In this interpreter, user objects are represented as identical host objects, not implemented by hand.


Mozilla also has a Firefox addon called Zaphod which will allow you to force scripts in web-pages to be executed with your (customized) Narcissus interpreter, instead of executing scripts with SpiderMonkey directly:

https://mozillalabs.com/zaphod/


A cool project that uses this is DoctorJS[1][2]. It's a ctags tool optimized for JavaScript and a JavaScript static analyzer.

[1]: http://doctorjs.org/ [2]: https://github.com/mozilla/doctorjs

Unfortunately, it does not seem to create Emacs-style tags at the moment. I had meant to add that to it--I even have some half-baked code lying around somewhere--but never got around to finishing it :(

Still, it's a cool project anybody working with JavaScript should check out.

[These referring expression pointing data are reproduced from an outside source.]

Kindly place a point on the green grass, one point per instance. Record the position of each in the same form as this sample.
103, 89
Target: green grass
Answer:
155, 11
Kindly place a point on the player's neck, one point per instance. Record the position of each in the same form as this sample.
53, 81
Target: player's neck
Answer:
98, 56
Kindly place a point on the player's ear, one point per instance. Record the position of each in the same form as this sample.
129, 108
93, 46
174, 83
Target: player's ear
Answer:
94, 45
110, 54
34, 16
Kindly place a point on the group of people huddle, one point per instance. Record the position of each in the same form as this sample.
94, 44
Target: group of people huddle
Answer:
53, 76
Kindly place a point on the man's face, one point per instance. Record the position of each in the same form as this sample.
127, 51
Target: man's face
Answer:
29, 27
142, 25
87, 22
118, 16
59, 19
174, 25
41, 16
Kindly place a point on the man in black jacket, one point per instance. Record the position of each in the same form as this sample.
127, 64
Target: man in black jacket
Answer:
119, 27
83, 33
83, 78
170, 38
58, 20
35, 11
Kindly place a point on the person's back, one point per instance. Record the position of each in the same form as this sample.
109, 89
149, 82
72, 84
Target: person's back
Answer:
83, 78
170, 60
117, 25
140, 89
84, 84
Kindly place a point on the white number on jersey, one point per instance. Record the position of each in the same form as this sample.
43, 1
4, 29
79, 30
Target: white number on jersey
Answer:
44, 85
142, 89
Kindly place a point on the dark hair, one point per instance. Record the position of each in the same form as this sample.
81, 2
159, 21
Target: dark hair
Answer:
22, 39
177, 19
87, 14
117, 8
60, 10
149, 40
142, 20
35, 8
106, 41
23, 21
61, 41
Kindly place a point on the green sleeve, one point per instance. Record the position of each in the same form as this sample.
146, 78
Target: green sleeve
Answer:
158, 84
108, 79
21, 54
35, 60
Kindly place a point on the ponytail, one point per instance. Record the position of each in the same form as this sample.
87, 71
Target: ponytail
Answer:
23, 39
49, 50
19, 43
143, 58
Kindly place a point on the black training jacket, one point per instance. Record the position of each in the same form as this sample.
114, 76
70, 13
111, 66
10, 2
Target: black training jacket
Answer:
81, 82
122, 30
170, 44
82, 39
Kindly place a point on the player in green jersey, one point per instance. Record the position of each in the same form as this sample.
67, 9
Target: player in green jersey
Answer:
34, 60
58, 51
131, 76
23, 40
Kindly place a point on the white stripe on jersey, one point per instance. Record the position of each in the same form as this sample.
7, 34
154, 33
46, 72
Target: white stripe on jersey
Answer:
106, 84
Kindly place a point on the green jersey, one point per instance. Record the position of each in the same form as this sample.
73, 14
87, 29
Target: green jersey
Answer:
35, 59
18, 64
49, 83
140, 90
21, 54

This is interesting, but doesn't appear to be self-hosting. That is, you can't use Narcissus to compile Narcissus, you have to use SpiderMonkey to run the Narcissus code (that is the impression I get from reading the wiki, anyway, someone correct me if I'm wrong). Still, it is cool that the objects that Narcissus parses in the "user" code are stored exactly the same way in the "host" code.


Funny enough, I just started using this the other day to write a little async callback JS pre-processor. I wanted to just tokenize but then I found out that JS's regexp literals make JS ambiguous to parse. This project turned out to be a huge boon--really easy to patch to find particular token boundaries.


It took a moment to register the significance of the name "Narcissus". I guess JsJs (like PyPy) just doesn't roll off the tongue.